Jerusalem — In theory, nothing about the program dubbed ELIACH (Educational Linkage Approach in Cultural Heritage) is unusual. In essence, it’s an ongoing course and educational tool kit created by some of the Mediterranean region’s most renowned conservationists, archeologists, historical architects and other experts who are united in their passion for preserving the past.
What is exceptional about ELIACH and its Euromed Heritage 4 project, however, is its audience: teenagers from Israel, Turkey, Greece, Malta and Jordan, who over the past two years have become eager students studying what erodes or destroys physical heritage and recognizing the techniques that can help save history for future generations to enjoy.
“People always say that teenagers aren’t interested in cultural heritage but I don’t understand why a young person would not be interested in his or her heritage,” said Alexandra Camilleri, 17, a student from the University of Malta Junior College High School, who recently spent a week in Jordan with nine other Maltese students studying heritage sites there.
While getting young people turned onto heritage preservation might be the main aim of ELAICH, an equally important aspect of the program is that it unites young people from across the region — even those from countries with less than optimal diplomatic relations — in a shared enthusiasm for history regardless of whose history it might be or where the actual heritage site is located.
“It is important for us to know about the history of other nations,” observed another Maltese student, Martina Bugelli. “I am not so interested in archaeology, but this should not prevent me from learning about ancient civilizations.
“History does not belong to a certain country; it is a world heritage and I think that everyone should learn how past generations lived,” added Bugelli during a visit to Jordan’s most well-known heritage site, the 2,000 year old Nabatean city of Petra. “It’s a unique and irreplaceable landmark that belongs to all of us, to all humanity, and we must try to preserve and protect it for as long as we can.”
“Learning about history is much more important than having fun,” declared Yara Hamarney, a 16-year-old Jordanian, who joined the Maltese students at Amman’s historic citadel and archeological museum to study the elements that have eroded the site over the last few thousand years. “It is important for us to think about what has happened before because then we might be able to know what will happen in the future.”

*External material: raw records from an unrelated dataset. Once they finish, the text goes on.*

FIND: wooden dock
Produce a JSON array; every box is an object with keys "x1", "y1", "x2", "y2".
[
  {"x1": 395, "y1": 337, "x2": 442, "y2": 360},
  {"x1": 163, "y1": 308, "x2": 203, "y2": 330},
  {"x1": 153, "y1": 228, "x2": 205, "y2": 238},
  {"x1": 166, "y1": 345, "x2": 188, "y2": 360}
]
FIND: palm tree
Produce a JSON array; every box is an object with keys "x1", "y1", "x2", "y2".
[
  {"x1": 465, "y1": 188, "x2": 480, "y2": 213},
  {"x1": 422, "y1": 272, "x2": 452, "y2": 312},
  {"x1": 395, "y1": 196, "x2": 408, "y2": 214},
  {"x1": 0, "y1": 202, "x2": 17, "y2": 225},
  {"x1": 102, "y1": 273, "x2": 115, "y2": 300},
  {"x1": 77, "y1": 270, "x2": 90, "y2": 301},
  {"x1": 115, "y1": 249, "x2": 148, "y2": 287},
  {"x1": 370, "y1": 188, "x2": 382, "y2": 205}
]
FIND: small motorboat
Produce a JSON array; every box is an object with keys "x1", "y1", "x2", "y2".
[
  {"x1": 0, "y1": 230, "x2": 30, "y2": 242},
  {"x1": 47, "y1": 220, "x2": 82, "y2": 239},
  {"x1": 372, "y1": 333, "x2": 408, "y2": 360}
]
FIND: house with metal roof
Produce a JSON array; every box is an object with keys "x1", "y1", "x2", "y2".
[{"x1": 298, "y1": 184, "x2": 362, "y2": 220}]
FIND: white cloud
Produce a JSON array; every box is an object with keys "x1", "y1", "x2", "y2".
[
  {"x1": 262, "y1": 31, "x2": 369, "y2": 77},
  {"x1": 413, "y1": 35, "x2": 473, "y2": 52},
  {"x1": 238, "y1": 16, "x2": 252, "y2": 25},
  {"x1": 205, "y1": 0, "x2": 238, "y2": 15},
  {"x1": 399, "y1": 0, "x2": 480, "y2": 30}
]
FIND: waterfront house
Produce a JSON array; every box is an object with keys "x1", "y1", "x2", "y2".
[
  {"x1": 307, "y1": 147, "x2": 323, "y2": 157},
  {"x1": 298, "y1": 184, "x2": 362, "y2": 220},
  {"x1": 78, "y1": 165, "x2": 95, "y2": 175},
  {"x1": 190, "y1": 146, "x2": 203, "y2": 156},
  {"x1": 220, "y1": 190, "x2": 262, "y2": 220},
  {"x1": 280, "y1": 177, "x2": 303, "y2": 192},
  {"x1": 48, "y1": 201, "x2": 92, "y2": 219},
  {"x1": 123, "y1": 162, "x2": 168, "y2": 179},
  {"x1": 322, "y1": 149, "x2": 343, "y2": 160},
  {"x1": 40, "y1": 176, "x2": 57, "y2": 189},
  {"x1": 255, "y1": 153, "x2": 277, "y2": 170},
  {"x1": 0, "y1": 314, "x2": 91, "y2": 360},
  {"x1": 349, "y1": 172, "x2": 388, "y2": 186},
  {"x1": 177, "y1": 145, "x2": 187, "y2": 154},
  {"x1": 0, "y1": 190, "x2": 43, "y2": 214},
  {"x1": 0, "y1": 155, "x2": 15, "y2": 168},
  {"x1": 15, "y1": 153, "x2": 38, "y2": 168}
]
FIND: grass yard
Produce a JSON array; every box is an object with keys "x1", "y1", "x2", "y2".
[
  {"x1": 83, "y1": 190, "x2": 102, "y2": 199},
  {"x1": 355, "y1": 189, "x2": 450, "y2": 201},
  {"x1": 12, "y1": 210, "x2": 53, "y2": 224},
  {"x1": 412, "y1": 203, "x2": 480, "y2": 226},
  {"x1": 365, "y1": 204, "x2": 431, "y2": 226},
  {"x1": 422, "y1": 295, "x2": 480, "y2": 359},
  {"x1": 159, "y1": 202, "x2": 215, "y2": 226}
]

“This is a unique opportunity to encourage international intercultural dialogue between course participants in the field of cultural heritage protection,” said Dr. Anna Lobovikov-Katz, a senior lecturer and researcher at Haifa’s Technion, Israel Institute of Technology. She is the brainchild behind ELAICH and is its current coordinator.
She explained that while the knowledge and tools used to preserve cultural heritage have greatly improved in recent years, public awareness of the importance of historical sites is still very low. In a region rich with historic monuments, failure to address this could lead to cultural heritage sites disappearing.

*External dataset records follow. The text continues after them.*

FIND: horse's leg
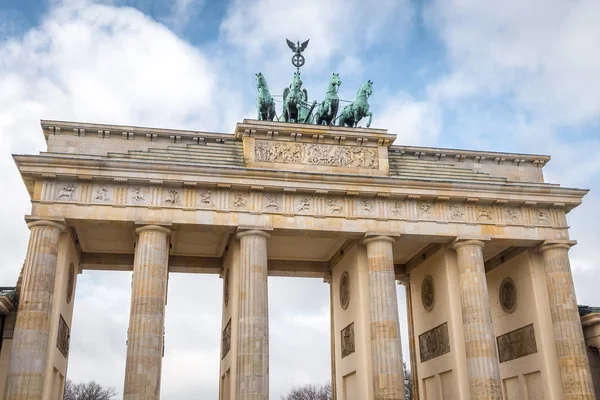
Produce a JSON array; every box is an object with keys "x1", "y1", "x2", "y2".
[{"x1": 354, "y1": 108, "x2": 361, "y2": 128}]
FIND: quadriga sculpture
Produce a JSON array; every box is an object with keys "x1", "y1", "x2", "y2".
[
  {"x1": 315, "y1": 74, "x2": 342, "y2": 125},
  {"x1": 283, "y1": 72, "x2": 308, "y2": 122},
  {"x1": 338, "y1": 80, "x2": 373, "y2": 128},
  {"x1": 256, "y1": 72, "x2": 275, "y2": 121}
]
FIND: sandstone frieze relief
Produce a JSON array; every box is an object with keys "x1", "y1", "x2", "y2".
[
  {"x1": 165, "y1": 189, "x2": 181, "y2": 206},
  {"x1": 198, "y1": 190, "x2": 213, "y2": 207},
  {"x1": 263, "y1": 194, "x2": 279, "y2": 211},
  {"x1": 41, "y1": 180, "x2": 567, "y2": 228},
  {"x1": 496, "y1": 324, "x2": 537, "y2": 363},
  {"x1": 56, "y1": 183, "x2": 77, "y2": 201},
  {"x1": 449, "y1": 204, "x2": 465, "y2": 220},
  {"x1": 254, "y1": 140, "x2": 379, "y2": 169},
  {"x1": 477, "y1": 206, "x2": 493, "y2": 222},
  {"x1": 327, "y1": 199, "x2": 344, "y2": 215},
  {"x1": 94, "y1": 188, "x2": 111, "y2": 203}
]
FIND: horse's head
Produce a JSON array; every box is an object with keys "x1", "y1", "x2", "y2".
[
  {"x1": 329, "y1": 73, "x2": 342, "y2": 88},
  {"x1": 357, "y1": 79, "x2": 373, "y2": 97},
  {"x1": 292, "y1": 72, "x2": 302, "y2": 90},
  {"x1": 256, "y1": 72, "x2": 269, "y2": 90}
]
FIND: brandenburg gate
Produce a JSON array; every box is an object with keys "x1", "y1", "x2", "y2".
[{"x1": 0, "y1": 117, "x2": 595, "y2": 400}]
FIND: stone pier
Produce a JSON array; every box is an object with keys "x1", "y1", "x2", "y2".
[
  {"x1": 4, "y1": 220, "x2": 65, "y2": 400},
  {"x1": 363, "y1": 236, "x2": 406, "y2": 400},
  {"x1": 452, "y1": 240, "x2": 502, "y2": 400},
  {"x1": 236, "y1": 230, "x2": 270, "y2": 400},
  {"x1": 123, "y1": 225, "x2": 171, "y2": 400},
  {"x1": 540, "y1": 242, "x2": 596, "y2": 400}
]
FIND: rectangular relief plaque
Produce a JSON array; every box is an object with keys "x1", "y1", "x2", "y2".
[
  {"x1": 419, "y1": 322, "x2": 450, "y2": 362},
  {"x1": 221, "y1": 318, "x2": 231, "y2": 360},
  {"x1": 496, "y1": 324, "x2": 537, "y2": 363},
  {"x1": 56, "y1": 315, "x2": 71, "y2": 358},
  {"x1": 254, "y1": 140, "x2": 379, "y2": 169},
  {"x1": 342, "y1": 322, "x2": 354, "y2": 358}
]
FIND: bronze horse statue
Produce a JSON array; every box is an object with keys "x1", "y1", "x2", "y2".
[
  {"x1": 338, "y1": 80, "x2": 373, "y2": 128},
  {"x1": 315, "y1": 74, "x2": 342, "y2": 125},
  {"x1": 256, "y1": 72, "x2": 275, "y2": 121}
]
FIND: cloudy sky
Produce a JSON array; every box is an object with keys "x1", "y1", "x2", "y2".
[{"x1": 0, "y1": 0, "x2": 600, "y2": 400}]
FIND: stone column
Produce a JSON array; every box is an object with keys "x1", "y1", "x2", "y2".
[
  {"x1": 363, "y1": 236, "x2": 406, "y2": 400},
  {"x1": 401, "y1": 275, "x2": 420, "y2": 400},
  {"x1": 540, "y1": 242, "x2": 596, "y2": 400},
  {"x1": 236, "y1": 230, "x2": 270, "y2": 400},
  {"x1": 4, "y1": 221, "x2": 65, "y2": 400},
  {"x1": 323, "y1": 272, "x2": 337, "y2": 400},
  {"x1": 452, "y1": 240, "x2": 502, "y2": 400},
  {"x1": 123, "y1": 225, "x2": 171, "y2": 400}
]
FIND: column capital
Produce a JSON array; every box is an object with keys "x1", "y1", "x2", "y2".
[
  {"x1": 25, "y1": 216, "x2": 67, "y2": 233},
  {"x1": 135, "y1": 224, "x2": 171, "y2": 235},
  {"x1": 398, "y1": 274, "x2": 410, "y2": 287},
  {"x1": 450, "y1": 236, "x2": 490, "y2": 250},
  {"x1": 236, "y1": 229, "x2": 271, "y2": 239},
  {"x1": 538, "y1": 240, "x2": 577, "y2": 253},
  {"x1": 362, "y1": 233, "x2": 396, "y2": 245}
]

Along with regional partners Professor Antonia Moropoulou, vice-rector at the National Technical University of Athens; Professor Rene Van Grieken at the University of Antwerp; Professor Guido Biscontin at Ca’foscari University of Venice; and Professor JoAnn Cassar, University of Malta, Lobovikov-Katz hopes that instilling a love for cultural heritage in young people will also address the challenge of preservation and conservation across the region.
The course’s pilot program ran in Israel late last year with a group of ninth graders from the Reali High School in Haifa. Together with her assistant, master’s student Asya Natapov, Lobovikov-Katz introduced the students to concepts such as understanding the deterioration process, working with conservation materials and recognizing practical techniques for preservation.
The group was also taken on in-situ field visits to historic sites in northern Israel, including the ancient synagogue in Tiberius and the natural springs in Hamat Gadera on the Golan Heights.
“At the end of the course, one of the students told me that even though she had been to Tiberius many times, she did not really pay much attention to the small building at the end of the promenade but afterwards, she told me ‘I now realize how important it is,’” recalled Lobovikov-Katz of the course, which ended in January this year.
“This is an interdisciplinary program and it teaches students to realize how everything works together in conservation of cultural heritage,” she added, explaining “there is no chemistry without archeology and no history without biology; conservation pulls all these elements together.”
With the courses now complete, Lobovikov-Katz and the program’s other partners are busy trying to tighten the package and prepare it as a module to hopefully be adopted as part of the high school curriculum in each country, allowing all teenagers to be exposed to their cultural heritage and grasp a basic understanding of historic conservation.
In Israel, Dr. Michael Grunzveig, inspector of the Land of Israel and Archeological studies in the Education Ministry, said he is already exploring the opportunity of making conservation and renovation of heritage sites part of the national curriculum.
“We are planning to promote this option and integrate it in the learning program over the next few years,” he said, adding “hopefully it will eventually become a separate unit where students can create projects and assignments on the subject.”
“We do not expect students to become professionals in the fields of preservation, conservation, archeology or architecture,” explained Lobovikov-Katz. “But we hope this course will give them a basic theoretical knowledge so they can understand and appreciate what exactly cultural heritage is.”